Curioso —piensas—, este chaval ha asumido que lo suyo es preservar la propiedad y hacerse rico, el mismo pensamiento de su abuelo. Hasta crees que se ha sentado contigo para ahorrarse colocar otra mesa, otro mantel, y así poder beber de tu sidra sin tener que gastar en otra botella para él.

—Al café le invito yo —dice al final de la comida. Tal vez te has equivocado y sus gestos no sean sólo para economizar o para incrementar sus beneficios, pero sus palabras posteriores muestran tu equivocación—. Así, está obligado a volver.

Te hace gracia el guaje cabezón, ha nacido con la idea de que el dinero mueve el mundo. Y a lo mejor tiene razón. Tres muchachos de su misma edad se dirigen a él provenientes de una mesa en la que descansan seis botellas vacías de sidra. Uno lleva en su brazo el periódico Mundo Obrero; otro, El Socialista; y el tercero, Combate.

—Pepín —dice el del Combate—, ya te pagaremos las sidras mañana. Es que hoy andamos sin dinero.

—A mí no me jodáis —les recrimina—. Andáis todo el día que si la revolución por aquí, que si la revolución por allá. Espero que no estéis pensando en que os la financie yo —el negocio es el negocio y la revolución es la revolución.

—Les convido yo, si me lo permiten —dices, ante el agradecimiento de los tres, pero sobre todo de Pepín, que creía que no iba a cobrar las seis botellas hasta que el mundo cambiara de base.

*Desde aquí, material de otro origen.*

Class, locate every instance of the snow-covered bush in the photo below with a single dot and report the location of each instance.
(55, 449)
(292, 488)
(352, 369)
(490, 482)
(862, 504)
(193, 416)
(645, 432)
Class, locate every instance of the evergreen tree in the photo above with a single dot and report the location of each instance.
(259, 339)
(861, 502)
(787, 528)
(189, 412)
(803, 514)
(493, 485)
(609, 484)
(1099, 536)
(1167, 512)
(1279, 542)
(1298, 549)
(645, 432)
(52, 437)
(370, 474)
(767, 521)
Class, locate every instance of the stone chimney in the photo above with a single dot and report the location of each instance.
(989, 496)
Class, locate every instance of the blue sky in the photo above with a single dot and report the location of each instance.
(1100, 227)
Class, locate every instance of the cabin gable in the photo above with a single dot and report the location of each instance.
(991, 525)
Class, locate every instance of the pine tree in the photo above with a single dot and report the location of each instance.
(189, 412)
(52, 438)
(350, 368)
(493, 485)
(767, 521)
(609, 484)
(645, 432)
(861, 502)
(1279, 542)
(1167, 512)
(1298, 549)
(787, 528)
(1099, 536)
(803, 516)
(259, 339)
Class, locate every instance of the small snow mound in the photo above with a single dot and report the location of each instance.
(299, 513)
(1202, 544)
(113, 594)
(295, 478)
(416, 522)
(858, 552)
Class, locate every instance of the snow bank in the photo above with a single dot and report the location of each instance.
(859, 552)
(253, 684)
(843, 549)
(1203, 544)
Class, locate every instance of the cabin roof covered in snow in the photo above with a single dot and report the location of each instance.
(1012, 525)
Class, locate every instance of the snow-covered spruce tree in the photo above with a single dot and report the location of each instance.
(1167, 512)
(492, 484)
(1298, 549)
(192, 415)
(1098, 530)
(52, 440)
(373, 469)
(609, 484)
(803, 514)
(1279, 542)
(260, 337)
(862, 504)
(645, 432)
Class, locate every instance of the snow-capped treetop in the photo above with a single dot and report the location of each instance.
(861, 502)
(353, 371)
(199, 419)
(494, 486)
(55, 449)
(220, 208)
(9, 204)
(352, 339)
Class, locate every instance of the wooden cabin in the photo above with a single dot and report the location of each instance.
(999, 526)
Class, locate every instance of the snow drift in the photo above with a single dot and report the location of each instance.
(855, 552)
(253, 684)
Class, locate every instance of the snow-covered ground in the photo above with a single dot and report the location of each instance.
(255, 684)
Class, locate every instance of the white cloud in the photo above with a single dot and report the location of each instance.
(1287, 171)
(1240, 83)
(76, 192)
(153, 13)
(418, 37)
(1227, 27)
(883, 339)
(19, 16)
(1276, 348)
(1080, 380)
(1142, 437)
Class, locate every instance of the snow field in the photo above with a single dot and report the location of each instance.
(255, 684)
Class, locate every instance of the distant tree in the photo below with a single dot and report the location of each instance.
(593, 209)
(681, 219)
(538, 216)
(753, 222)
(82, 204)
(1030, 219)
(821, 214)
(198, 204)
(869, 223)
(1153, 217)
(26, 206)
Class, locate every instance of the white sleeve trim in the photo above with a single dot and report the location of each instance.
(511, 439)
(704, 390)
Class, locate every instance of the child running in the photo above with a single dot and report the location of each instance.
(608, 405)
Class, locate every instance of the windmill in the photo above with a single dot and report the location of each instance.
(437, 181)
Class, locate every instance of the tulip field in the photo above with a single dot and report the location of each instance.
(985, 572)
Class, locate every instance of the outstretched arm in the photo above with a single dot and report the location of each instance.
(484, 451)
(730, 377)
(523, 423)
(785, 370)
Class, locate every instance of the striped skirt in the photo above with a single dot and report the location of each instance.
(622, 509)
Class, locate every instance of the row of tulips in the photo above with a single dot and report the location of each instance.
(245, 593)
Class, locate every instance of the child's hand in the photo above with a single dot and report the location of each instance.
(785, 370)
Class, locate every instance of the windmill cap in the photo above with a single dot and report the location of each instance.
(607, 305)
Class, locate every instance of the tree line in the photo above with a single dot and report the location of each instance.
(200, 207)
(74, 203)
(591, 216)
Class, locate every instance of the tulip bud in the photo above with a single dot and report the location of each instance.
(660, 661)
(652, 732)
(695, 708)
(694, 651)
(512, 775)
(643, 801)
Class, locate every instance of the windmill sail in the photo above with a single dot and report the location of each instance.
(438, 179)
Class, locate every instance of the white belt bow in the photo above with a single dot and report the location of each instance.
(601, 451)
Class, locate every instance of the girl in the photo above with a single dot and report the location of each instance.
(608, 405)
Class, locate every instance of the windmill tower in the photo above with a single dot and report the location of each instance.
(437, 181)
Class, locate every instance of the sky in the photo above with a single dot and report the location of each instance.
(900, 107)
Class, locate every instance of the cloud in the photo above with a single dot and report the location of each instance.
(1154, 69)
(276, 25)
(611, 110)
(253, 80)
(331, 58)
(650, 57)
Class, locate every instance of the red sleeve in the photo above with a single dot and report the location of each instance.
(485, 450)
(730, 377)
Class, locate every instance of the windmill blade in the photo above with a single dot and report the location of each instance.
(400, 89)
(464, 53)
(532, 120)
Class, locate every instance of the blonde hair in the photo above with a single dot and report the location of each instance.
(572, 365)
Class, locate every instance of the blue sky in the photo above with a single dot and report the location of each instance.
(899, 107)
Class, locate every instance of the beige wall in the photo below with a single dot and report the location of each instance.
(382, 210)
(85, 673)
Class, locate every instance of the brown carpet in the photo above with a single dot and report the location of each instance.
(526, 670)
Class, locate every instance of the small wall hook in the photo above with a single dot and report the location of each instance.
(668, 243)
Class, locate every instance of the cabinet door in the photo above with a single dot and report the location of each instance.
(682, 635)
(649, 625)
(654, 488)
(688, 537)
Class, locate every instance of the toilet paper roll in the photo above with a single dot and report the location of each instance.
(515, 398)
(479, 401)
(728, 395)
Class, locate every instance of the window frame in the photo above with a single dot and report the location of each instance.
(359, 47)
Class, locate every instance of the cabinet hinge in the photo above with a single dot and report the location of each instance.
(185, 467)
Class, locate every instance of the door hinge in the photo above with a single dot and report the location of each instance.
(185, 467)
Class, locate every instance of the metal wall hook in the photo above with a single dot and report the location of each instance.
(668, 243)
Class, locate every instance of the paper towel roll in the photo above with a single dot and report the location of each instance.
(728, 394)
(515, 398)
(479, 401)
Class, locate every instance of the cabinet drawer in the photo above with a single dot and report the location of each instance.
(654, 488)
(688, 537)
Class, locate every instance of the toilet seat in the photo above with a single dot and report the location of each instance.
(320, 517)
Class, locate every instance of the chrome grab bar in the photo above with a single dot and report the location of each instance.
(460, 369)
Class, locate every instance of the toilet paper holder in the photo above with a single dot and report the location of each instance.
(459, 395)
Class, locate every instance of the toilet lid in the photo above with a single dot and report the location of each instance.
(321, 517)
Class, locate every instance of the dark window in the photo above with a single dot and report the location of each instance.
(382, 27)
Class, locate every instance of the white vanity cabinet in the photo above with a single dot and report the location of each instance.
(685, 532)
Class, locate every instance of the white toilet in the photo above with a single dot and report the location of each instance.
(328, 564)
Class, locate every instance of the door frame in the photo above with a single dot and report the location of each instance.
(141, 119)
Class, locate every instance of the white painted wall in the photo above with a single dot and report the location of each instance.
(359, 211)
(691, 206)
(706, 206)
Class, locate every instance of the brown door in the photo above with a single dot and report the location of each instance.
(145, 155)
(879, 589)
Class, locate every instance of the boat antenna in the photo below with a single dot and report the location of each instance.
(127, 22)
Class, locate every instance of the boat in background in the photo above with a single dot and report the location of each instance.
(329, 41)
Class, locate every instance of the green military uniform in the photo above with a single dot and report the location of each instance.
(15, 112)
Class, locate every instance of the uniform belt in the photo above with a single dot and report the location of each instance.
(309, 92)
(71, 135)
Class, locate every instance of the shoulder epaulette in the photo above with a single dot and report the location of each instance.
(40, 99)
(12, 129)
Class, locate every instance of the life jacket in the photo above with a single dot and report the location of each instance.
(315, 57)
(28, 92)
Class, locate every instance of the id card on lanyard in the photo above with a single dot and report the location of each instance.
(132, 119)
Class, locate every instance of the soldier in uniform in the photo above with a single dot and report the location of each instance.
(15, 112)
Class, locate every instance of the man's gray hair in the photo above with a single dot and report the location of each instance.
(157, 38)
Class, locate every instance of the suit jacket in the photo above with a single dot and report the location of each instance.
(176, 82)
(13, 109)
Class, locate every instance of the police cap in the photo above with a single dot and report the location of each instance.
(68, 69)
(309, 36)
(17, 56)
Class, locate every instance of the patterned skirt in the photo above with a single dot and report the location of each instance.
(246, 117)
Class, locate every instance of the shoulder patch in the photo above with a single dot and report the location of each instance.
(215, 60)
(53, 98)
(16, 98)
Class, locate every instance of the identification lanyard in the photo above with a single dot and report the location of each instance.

Los muchachos y sus periódicos han golpeado el recuerdo. El Guerrillero se llamaba la prensa que editaban los maquis en León, en el ático de aquel bar en Fabero, con una vieja multicopista. La Voz del Combatiente era la vuestra. Ninguna de las dos ediciones superó jamás los 300 ejemplares, pero poco importaba lo que escribierais y quien os leyera, cuando en realidad todos flotabais amarrados a un madero en medio del océano —piensas.

Tomas despacio el café, abstrayendo tu mente de lo que te rodea. No debes consentir que lo concreto y cotidiano enmascaren el rumbo. Siguiente paso: ir en busca del pasado.